Cyberattacken gegen Alternativmedien

Screenshot: lamarea.com

„Ein kalter Freitagnachmittag mit einem heißen Kaffee in der Hand bei der Bekämpfung von Angriffen. Wenn es morgen so weitergeht, werden wir wohl zum Wein übergehen“, lautet die Twitternachricht, mit der die Informatiker des Providers Nodo50 am 19. November bekannt gaben, dass die Internetauftritte mehrerer spanischer Zeitschriften schweren Cyberattacken ausgesetzt sind. Die Website der Zeitschrift „La Marea“ funktionierte stundenlang überhaupt nicht. Gleichzeitig wurde bekannt, dass es – neben einigen weiteren kleineren, unabhängigen Medien – auch die Kollegen von „El Salto“ getroffen hatte.

Beide Zeitschriften wurden Opfer sogenannter DDoS-Angriffe. „Die bestehen darin, die Zugriffe auf eine bestimmte Seite so stark zu erhöhen, dass sie zusammenbricht“, erklärt „La Marea“-Herausgeberin Magda Bandera. Die Zeitschrift „La Marea“ orientiert sich am Genossenschaftsmodell der deutschen Tageszeitung „taz“. „El Salto“ ist das Ergebnis des Zusammenschlusses mehrerer regionaler sowie feministischer und kultureller Alternativmedien zu einer Zeitschrift.

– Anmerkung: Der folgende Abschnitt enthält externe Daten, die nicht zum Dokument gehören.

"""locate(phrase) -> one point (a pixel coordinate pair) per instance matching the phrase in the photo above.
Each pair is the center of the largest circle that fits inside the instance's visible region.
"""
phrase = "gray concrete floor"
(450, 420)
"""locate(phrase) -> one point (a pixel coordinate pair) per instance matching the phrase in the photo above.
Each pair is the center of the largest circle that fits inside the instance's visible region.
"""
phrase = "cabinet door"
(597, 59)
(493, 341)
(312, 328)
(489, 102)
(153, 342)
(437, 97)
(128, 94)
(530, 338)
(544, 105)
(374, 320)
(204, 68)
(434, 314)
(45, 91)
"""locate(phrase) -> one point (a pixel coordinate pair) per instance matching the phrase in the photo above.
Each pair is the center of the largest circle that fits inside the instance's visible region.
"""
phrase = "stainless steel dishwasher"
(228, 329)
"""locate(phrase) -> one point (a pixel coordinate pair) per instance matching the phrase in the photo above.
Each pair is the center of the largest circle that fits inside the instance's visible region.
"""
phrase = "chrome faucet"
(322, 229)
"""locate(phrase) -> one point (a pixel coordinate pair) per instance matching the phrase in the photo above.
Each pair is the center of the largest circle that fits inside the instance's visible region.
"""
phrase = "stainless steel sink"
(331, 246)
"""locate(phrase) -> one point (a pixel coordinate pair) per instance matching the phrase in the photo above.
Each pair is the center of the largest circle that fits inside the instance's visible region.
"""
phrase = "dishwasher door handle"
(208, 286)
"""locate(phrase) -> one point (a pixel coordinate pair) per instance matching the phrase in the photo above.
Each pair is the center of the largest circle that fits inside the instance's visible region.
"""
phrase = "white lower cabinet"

Beide erscheinen auf Papier, unterhalten aber auch aktuelle Online-Auftritte.

„Am Samstag (20.11.) kollabierte unser Internetauftritt vollständig“, berichtet die Herausgeberin von „La Marea“. „Es traf uns, als wir zusammen mit El Salto eine Abo-Kampagne starteten“, sagt Bandera. „Gemeinsam gegen den Hass“, heißt dafür der Slogan. Seit die rechtsextreme VOX vor knapp drei Jahren als drittstärkste Partei aus den Parlamentswahlen hervorging, nehmen in Spanien die Übergriffe zu auf Menschen aus dem LGTBI-Spektrum, auf Immigranten und auf alles, was vermeintlich nicht in das rechte Bild einer Mehrheitsgesellschaft passt. Auf Twitter bekannte sich ein User, dessen Account-Namen nur aus Zahlen bestand, zu den Angriffen. Mittlerweile ist das Konto wieder gelöscht.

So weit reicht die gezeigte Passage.